Wild Life Adventures – Vertical Jigging Crappie

Story and photos by Sam Seamster

Greetings to all my fellow fishermen. I hope you all have had a chance to get out on the lake and do some fishing during the holidays. I certainly have had some good fishing trips over the past month or so, which brings me to the title of this article. Vertical jigging is a great way to fill your cooler with fresh crappie fillets.

Equipment

When I am vertical jigging, I like to use a longer rod, often my seven- or 10-foot rod. The 10-foot is my preferred rod. I have tried a 14-foot but they are just too heavy for this type of fishing. As far as reels, I use the Shimano 1000 and 2000 series spooled with a six-pound. test line. This size line works well in most conditions.

TIP: When the water is ultra-clear, going to a two-pound test line can result in more bites.

The Process

In order to vertical jig, you will have to position yourself over the crappie, whether that is four or 30 feet deep. If you have a good depth finder, you should be able to get a reading on the fish.

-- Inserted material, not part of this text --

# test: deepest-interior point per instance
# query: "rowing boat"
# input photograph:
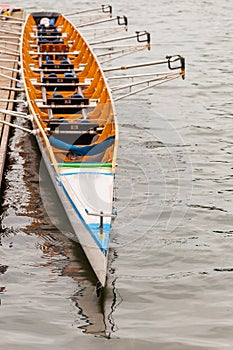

Once you have found a depth you think the fish are holding, let the lure fall to that depth.

Most fishermen struggle with determining the depth of the lure. One method is to count your lure down. After releasing your lure, start counting off seconds. You may have to free some line from the spool to ensure enough slack so the lure continues to fall. If you are using a 1/8 ounce jig, it will fall at a rate of one and one-half feet per second, so if you count to eight or nine, your lure should be around 12 feet deep.

The second method is to use your rod as a depth gauge. Let’s say your rod is six feet long and you want to fish 12 feet deep. Release the spool and hold your rod tip straight up in the air, allowing the lure to dangle at the end of the handle. This would be six feet. Now lower the rod tip down to the water while holding the line in your index finger. Release the line and quickly lift the rod back upright and flip the bell to stop the line from free-spooling out. When you lower the rod, tip back down to the water, and you will be fishing at 12 feet deep.

Catching the Fish

After you have let your lure into the water at the correct depth you can either hold it still or give it a twitching motion. Some people are under the impression that you have to twitch the lure or jig it to make it look livelier but this is not true. The current, wind and boat movement will cause the lure to make slight movements. I let the fish tell me which presentation to use.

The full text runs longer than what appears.